Nós podemos dizer que alguns de nossos interesses podem ser influenciados por nossas famílias ou pela situação socioeconômica em que nos encontramos. Esses fatores definitivamente têm uma influência, mas é difícil de explicar absolutamente tudo que nós fazemos desta maneira. Por exemplo, por que eu me tornei interessado em yoga quando criança? Ninguém em minha família ou na sociedade à minha volta estava. Haviam alguns livros disponíveis na área onde eu morava, então pode-se dizer que houve alguma influência da sociedade, mas por que eu me interessei especificamente por aquele livro de hatha yoga? Por que eu o peguei? Essa é uma outra questão.

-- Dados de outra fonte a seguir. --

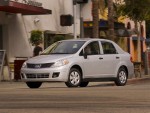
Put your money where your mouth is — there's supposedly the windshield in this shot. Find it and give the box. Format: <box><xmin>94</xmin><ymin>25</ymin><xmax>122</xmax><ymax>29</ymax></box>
<box><xmin>42</xmin><ymin>41</ymin><xmax>85</xmax><ymax>54</ymax></box>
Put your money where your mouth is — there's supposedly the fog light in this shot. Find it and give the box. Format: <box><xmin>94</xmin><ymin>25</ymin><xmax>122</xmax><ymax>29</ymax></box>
<box><xmin>52</xmin><ymin>72</ymin><xmax>59</xmax><ymax>78</ymax></box>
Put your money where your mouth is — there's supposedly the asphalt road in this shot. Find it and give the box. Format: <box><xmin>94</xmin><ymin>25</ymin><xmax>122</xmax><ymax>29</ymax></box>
<box><xmin>0</xmin><ymin>81</ymin><xmax>150</xmax><ymax>113</ymax></box>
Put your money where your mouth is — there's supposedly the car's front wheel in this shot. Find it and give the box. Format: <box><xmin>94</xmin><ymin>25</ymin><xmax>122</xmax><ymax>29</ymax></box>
<box><xmin>26</xmin><ymin>82</ymin><xmax>42</xmax><ymax>88</ymax></box>
<box><xmin>65</xmin><ymin>68</ymin><xmax>81</xmax><ymax>87</ymax></box>
<box><xmin>115</xmin><ymin>68</ymin><xmax>127</xmax><ymax>86</ymax></box>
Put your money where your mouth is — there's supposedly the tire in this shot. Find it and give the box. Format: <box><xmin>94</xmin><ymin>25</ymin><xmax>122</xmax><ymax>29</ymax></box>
<box><xmin>26</xmin><ymin>82</ymin><xmax>42</xmax><ymax>88</ymax></box>
<box><xmin>65</xmin><ymin>68</ymin><xmax>81</xmax><ymax>87</ymax></box>
<box><xmin>115</xmin><ymin>68</ymin><xmax>127</xmax><ymax>86</ymax></box>
<box><xmin>79</xmin><ymin>82</ymin><xmax>89</xmax><ymax>87</ymax></box>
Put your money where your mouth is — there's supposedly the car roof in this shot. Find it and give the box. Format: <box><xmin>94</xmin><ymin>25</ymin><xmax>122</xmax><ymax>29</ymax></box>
<box><xmin>63</xmin><ymin>38</ymin><xmax>112</xmax><ymax>42</ymax></box>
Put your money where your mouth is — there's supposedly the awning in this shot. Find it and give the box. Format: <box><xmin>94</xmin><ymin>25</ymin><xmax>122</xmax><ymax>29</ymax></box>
<box><xmin>0</xmin><ymin>0</ymin><xmax>52</xmax><ymax>15</ymax></box>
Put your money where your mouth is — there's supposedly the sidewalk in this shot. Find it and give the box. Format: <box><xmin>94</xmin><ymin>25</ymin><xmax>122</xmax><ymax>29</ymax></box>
<box><xmin>0</xmin><ymin>67</ymin><xmax>150</xmax><ymax>84</ymax></box>
<box><xmin>127</xmin><ymin>75</ymin><xmax>150</xmax><ymax>84</ymax></box>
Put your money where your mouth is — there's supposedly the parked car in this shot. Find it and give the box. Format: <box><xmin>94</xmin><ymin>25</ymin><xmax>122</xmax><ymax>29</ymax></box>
<box><xmin>21</xmin><ymin>38</ymin><xmax>134</xmax><ymax>88</ymax></box>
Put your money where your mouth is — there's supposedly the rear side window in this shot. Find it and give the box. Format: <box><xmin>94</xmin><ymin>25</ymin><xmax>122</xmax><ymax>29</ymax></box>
<box><xmin>84</xmin><ymin>41</ymin><xmax>100</xmax><ymax>55</ymax></box>
<box><xmin>101</xmin><ymin>41</ymin><xmax>117</xmax><ymax>54</ymax></box>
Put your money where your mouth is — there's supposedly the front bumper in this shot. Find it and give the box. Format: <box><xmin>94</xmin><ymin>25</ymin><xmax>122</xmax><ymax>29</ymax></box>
<box><xmin>20</xmin><ymin>66</ymin><xmax>69</xmax><ymax>82</ymax></box>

Colocando tudo isso de lado, vamos retornar para a questão principal: de onde vem a atividade do surgimento de objetos cognitivos e um envolvimento cognitivo com eles? De onde vem essa habilidade de perceber? De onde vem a centelha de vida? O que faz com que essa combinação de um esperma e um óvulo de fato tenha vida? O que o faz se tornar um ser humano? O que é que permite o surgimento de coisas como pensamentos e paisagens e o que causa o envolvimento cognitivo com eles, que é o lado experiencial da atividade química e elétrica do cérebro?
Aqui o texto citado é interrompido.